When I was on a long-term residency the customer was building and deploying ESX hosts almost weekly and each host had in excess of 30 VLAN port groups. I established a simply testing process of building a VM or two, and systematically putting reserved testing IP addresses on each and every VLAN. We would then ensure that every network port group on the new host in fact worked on ALL physical interfaces by testing through the various VLAN’s on an interface, then repeating the test on all other interfaces. This even involved pulling cables to ensure the port group teaming worked properly in the process. You can bet that sometimes we found that a port trunk was sometimes missing or incorrect on an interface here and there.
Validation Testing Is Tedious
You are darn right it is. Those hosts we were building took a few hours each to test back in the day. We also did not use any automation we just deployed templates, manually updated IP’s changed settings, etc. We did it based on a written validation plan that could today be somewhat if not heavily automated. If these were being added to an existing cluster this was VERY important. If it was a new cluster we would simply use vMotion to test through each of the new hosts since the entire cluster was not in production yet.

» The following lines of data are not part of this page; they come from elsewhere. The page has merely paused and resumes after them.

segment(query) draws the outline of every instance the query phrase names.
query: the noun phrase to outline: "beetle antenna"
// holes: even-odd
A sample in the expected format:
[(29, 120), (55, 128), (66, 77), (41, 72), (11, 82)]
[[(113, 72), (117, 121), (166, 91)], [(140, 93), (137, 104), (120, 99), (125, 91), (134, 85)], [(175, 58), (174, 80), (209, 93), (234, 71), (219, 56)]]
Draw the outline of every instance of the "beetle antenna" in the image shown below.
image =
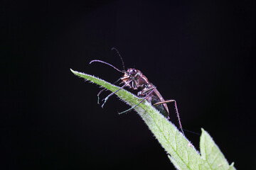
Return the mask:
[(120, 53), (119, 53), (119, 51), (117, 50), (117, 49), (116, 49), (115, 47), (112, 47), (112, 48), (111, 48), (111, 50), (115, 50), (115, 51), (117, 52), (117, 55), (119, 55), (119, 57), (120, 57), (120, 59), (121, 59), (121, 60), (122, 60), (122, 64), (123, 69), (125, 71), (124, 60), (123, 60), (123, 59), (122, 59)]
[(92, 64), (92, 62), (95, 62), (104, 63), (104, 64), (107, 64), (107, 65), (109, 65), (109, 66), (113, 67), (114, 69), (115, 69), (117, 70), (118, 72), (122, 72), (122, 73), (124, 73), (123, 71), (119, 70), (119, 69), (116, 68), (115, 67), (112, 66), (112, 64), (109, 64), (109, 63), (107, 63), (107, 62), (101, 61), (101, 60), (93, 60), (90, 61), (90, 64)]

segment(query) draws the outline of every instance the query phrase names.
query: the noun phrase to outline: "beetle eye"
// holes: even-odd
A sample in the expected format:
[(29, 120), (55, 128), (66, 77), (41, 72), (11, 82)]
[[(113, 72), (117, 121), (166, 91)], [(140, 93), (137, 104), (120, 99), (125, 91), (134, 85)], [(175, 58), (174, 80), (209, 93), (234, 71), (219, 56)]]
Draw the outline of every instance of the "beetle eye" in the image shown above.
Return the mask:
[(130, 74), (132, 75), (135, 75), (137, 74), (137, 71), (134, 69), (132, 69), (131, 71), (130, 71)]

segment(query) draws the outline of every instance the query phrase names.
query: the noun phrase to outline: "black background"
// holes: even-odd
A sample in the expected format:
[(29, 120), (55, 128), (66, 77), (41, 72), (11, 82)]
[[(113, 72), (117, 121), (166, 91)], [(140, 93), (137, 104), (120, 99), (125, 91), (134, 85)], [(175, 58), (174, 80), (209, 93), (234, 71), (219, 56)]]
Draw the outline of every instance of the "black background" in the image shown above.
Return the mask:
[(89, 64), (122, 69), (112, 47), (177, 101), (184, 129), (203, 128), (238, 169), (255, 168), (253, 1), (2, 2), (3, 169), (174, 169), (136, 113), (119, 115), (129, 106), (115, 96), (102, 109), (99, 87), (70, 72), (114, 82), (122, 74)]

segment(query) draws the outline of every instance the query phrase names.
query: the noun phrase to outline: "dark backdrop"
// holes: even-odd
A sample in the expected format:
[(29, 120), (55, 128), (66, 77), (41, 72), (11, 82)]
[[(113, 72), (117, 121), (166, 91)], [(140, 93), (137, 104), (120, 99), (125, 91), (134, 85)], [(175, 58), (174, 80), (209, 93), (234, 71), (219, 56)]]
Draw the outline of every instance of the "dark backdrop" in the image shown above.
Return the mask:
[(115, 96), (102, 109), (99, 87), (70, 71), (114, 82), (122, 74), (89, 62), (122, 69), (115, 47), (177, 101), (184, 129), (203, 128), (238, 169), (255, 168), (253, 1), (1, 2), (1, 166), (174, 169), (136, 113), (119, 115), (129, 106)]

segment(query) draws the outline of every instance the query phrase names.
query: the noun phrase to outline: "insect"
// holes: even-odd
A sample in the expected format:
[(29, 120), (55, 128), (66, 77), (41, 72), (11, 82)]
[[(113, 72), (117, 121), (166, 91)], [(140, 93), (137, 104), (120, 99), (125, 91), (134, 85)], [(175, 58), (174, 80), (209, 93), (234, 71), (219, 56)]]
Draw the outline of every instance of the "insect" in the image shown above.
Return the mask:
[[(123, 66), (123, 70), (121, 71), (119, 69), (118, 69), (117, 68), (116, 68), (115, 67), (114, 67), (113, 65), (101, 61), (101, 60), (92, 60), (90, 64), (92, 63), (92, 62), (101, 62), (105, 64), (107, 64), (112, 67), (113, 67), (114, 69), (115, 69), (116, 70), (117, 70), (119, 72), (122, 72), (124, 74), (123, 76), (122, 76), (121, 78), (119, 78), (115, 83), (118, 82), (119, 81), (122, 81), (122, 84), (124, 84), (124, 85), (122, 85), (118, 90), (117, 90), (114, 92), (112, 92), (112, 94), (110, 94), (110, 95), (108, 95), (105, 98), (104, 98), (102, 101), (104, 101), (103, 104), (102, 105), (102, 107), (103, 108), (103, 106), (105, 105), (105, 103), (106, 103), (106, 101), (107, 101), (107, 99), (112, 96), (113, 94), (114, 94), (115, 93), (117, 93), (118, 91), (119, 91), (120, 89), (124, 89), (124, 87), (128, 87), (132, 90), (138, 90), (139, 92), (137, 94), (137, 96), (140, 98), (143, 98), (142, 99), (141, 101), (139, 102), (139, 103), (137, 103), (137, 105), (135, 105), (134, 106), (132, 107), (131, 108), (123, 111), (122, 113), (119, 113), (119, 114), (128, 112), (131, 110), (132, 110), (133, 108), (134, 108), (135, 107), (137, 107), (138, 105), (139, 105), (140, 103), (142, 103), (144, 100), (146, 100), (149, 103), (151, 103), (151, 105), (156, 108), (156, 110), (158, 110), (162, 115), (164, 115), (167, 119), (169, 119), (169, 111), (168, 109), (168, 106), (166, 105), (166, 103), (170, 103), (170, 102), (174, 102), (175, 104), (175, 109), (176, 109), (176, 112), (177, 114), (177, 117), (178, 117), (178, 123), (179, 123), (179, 126), (180, 126), (180, 129), (182, 131), (183, 133), (183, 129), (182, 129), (182, 126), (181, 126), (181, 120), (179, 118), (179, 114), (178, 112), (178, 108), (177, 108), (177, 104), (175, 100), (168, 100), (168, 101), (165, 101), (164, 99), (164, 98), (162, 97), (162, 96), (161, 95), (161, 94), (159, 93), (159, 91), (156, 89), (156, 87), (151, 84), (151, 82), (149, 82), (149, 81), (148, 80), (148, 79), (142, 74), (142, 72), (141, 71), (139, 71), (139, 69), (133, 69), (133, 68), (129, 68), (127, 69), (127, 71), (126, 71), (125, 67), (124, 67), (124, 61), (119, 54), (119, 52), (118, 52), (118, 50), (113, 47), (112, 48), (112, 50), (114, 50), (117, 54), (119, 55), (122, 62), (122, 66)], [(97, 94), (98, 96), (98, 103), (99, 103), (99, 99), (100, 99), (100, 94), (105, 91), (105, 89), (102, 89), (101, 90), (99, 94)]]

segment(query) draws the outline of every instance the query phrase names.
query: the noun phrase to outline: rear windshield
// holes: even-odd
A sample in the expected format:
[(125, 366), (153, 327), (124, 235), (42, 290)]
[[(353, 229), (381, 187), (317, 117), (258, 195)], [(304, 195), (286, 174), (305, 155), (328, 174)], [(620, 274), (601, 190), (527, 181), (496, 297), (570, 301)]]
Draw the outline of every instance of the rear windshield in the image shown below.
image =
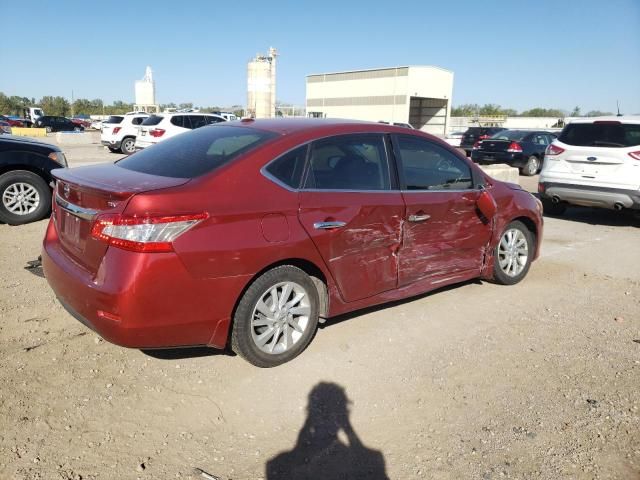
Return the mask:
[(162, 121), (162, 115), (151, 115), (142, 121), (142, 125), (157, 125)]
[(570, 123), (564, 127), (558, 140), (578, 147), (635, 147), (640, 145), (640, 124)]
[(275, 133), (220, 124), (183, 133), (116, 163), (162, 177), (194, 178), (211, 172), (263, 144)]
[(522, 140), (529, 135), (529, 132), (523, 132), (522, 130), (503, 130), (502, 132), (494, 133), (491, 135), (493, 140)]

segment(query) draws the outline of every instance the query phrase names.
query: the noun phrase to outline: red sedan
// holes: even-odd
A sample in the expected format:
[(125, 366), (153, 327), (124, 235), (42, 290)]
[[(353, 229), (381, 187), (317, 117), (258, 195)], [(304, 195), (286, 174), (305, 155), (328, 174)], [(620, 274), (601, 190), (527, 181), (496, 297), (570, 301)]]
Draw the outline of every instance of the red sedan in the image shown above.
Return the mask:
[(392, 125), (243, 120), (53, 174), (42, 258), (73, 316), (118, 345), (229, 346), (260, 367), (321, 319), (517, 283), (542, 238), (530, 193)]

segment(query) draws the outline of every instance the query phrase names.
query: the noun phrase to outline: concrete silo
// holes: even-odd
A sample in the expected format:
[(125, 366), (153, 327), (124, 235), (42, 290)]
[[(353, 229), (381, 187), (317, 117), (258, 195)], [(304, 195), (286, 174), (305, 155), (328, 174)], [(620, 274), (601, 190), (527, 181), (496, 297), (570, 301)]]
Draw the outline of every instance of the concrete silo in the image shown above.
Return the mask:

Testing sucks, it’s slow, boring, tedious, BUT it is paramount to reducing the headache you might cause later with troubleshooting something. It’s also referred to as preventative maintenance. You should not wait until it breaks to find out there is a problem, you should be proactive about it. In the end it will save you, and countless other people a lot of wasted time. Don’t be lazy just writing a validation plan…..USE it each and every time and make sure others use it too.